Making 8000 data sets open quickly, and changing our ways of working to deliver this can bring with it risks. Within Defra we have experts in understanding and managing these risks and over the last few weeks we have been working to to put in place a simple process to mitigate them.
Why are we doing this?
Defra has long been committed to open data. The Secretary of State, Liz Truss, has accelerated Defra’s transition to becoming a more open, porous organisation by challenging the Department to release 8,000 datasets in 12 months. It’s about more than publishing data though: the 8,000 datasets challenge brings with it a focus on how we use open data ourselves as a Department, a need to engage better with those who are interested in our data and start to strategically assess how we collect and use data.

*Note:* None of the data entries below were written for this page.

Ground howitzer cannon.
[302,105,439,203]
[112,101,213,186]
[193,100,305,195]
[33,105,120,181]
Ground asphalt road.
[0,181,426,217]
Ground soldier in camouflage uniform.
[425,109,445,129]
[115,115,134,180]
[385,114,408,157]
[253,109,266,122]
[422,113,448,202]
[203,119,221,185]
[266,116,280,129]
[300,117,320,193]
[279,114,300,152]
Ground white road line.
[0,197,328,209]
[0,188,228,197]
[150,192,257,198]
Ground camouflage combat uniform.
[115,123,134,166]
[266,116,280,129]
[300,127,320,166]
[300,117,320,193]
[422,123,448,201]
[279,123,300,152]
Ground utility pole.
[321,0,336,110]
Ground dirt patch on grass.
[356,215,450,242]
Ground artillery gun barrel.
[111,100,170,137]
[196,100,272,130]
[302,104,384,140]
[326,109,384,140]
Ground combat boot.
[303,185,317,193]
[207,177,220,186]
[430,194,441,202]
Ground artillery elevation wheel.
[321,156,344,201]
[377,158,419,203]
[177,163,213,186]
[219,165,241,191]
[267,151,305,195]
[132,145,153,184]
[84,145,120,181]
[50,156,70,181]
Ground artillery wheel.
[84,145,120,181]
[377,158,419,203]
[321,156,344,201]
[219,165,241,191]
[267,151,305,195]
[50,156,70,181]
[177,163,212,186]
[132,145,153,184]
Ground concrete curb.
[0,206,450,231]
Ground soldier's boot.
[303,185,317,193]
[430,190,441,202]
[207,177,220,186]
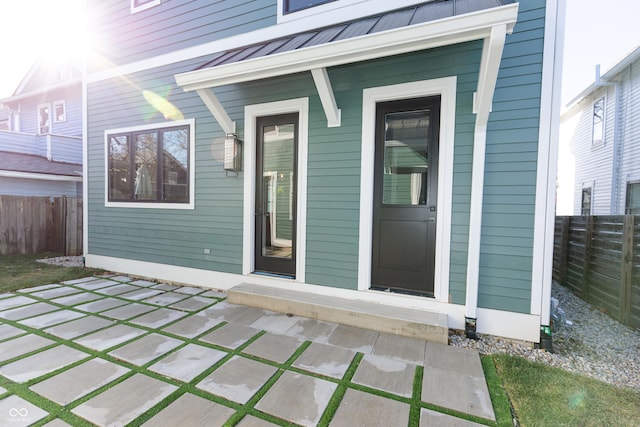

How are we publishing our data?
We are working to ensure that all our data is published as machine readable, structured, open data and for our data to be published with open data certificates. Where we can’t do this (for example, if we have a historic archive of PDFs that form part of a wider archive of machine readable data)) we might what we have in its current format, under an open licence, and work to improve it subsequently. Engaging with users of our data is going to be essential to help us continue to improve the quality of our data..
Defra has many arms length bodies and each is delivering #OpenDefra within the context of their organisation.
What are the risks?
We consider 4 broad areas of risk which need to be managed to make a data set open:
- The data includes personal information or other identifiers, or can be combined with other data sets to produce personally identifiable information (for example passport numbers).
- The data has used third party data or other intellectual property rights (including: patents, logo's, trademarks, and design rights) that Defra does not have the legal right to share.
- Publishing the data could compromise national security, defence or public safety.
- Publishing the data could compromise commercial or legal proceedings including enforcement.
We have huge quantities of data, and it is owned by many teams in our different organisations. We need to ensure data owners can quickly work out if it is safe to publish a data set they are responsible for themselves and minimise the amount of input needed from the experts where it is not required.
The Open Data Risk Assessment
The open data risk assessment is our solution to this. It is a quick and easy way for people to assess whether there is a risk in publishing a data set as open data.
The open data risk assessment is a series of checks used to ensure datasets are safe to release as open data. For example, where we need to check that we are not breaking any personal or other confidentialities, or infringing on third party IP rights.
Our data owners and holders across Defra will be able to use this tool, in their teams, to assess the risk associated with releasing a data set. If the risk is assessed as low they can publish the data set, but for data that is assessed as higher risk by the team in their initial assessment, a more detailed risk assessment will undertaken with advice from our experts.
The more detailed risk assessment will challenge the initial assessment, to see what is making the publication of this particular data higher risk, and determine whether the risks can be mitigated. This might include the redaction of certain data points, anonymisation or aggregation of data, or contract renegotiation.
We will be publishing the assessment template in the next two weeks and will welcome feedback.
Benefits of this approach
By pushing out the accountability for this initial risk assessment on data release we are empowering our data owners and holders across Defra to make decisions. In many instances, the local data and policy teams who have responsibility for a data asset will have a better understanding of the context in which it’s been created, and the potential risks associated with the data. The approach will enable us to release data quickly and safely at local levels, while making most effective use our ‘risk specialists’ (data managers, intellectual property specialists, lawyers, etc).
We hope to remove some of the perceived barriers and excuses for not publishing data, and help our colleagues feel more comfortable that they understand the risks associated with data publishing. This will make it easier for our organisations and teams to make their data open by default.
Finally, we will encourage our data owners and holders to publish their risk assessments and details of data they decide not to publish. This will help people understand what Defra can and can’t do and why, and perhaps lead to new solutions.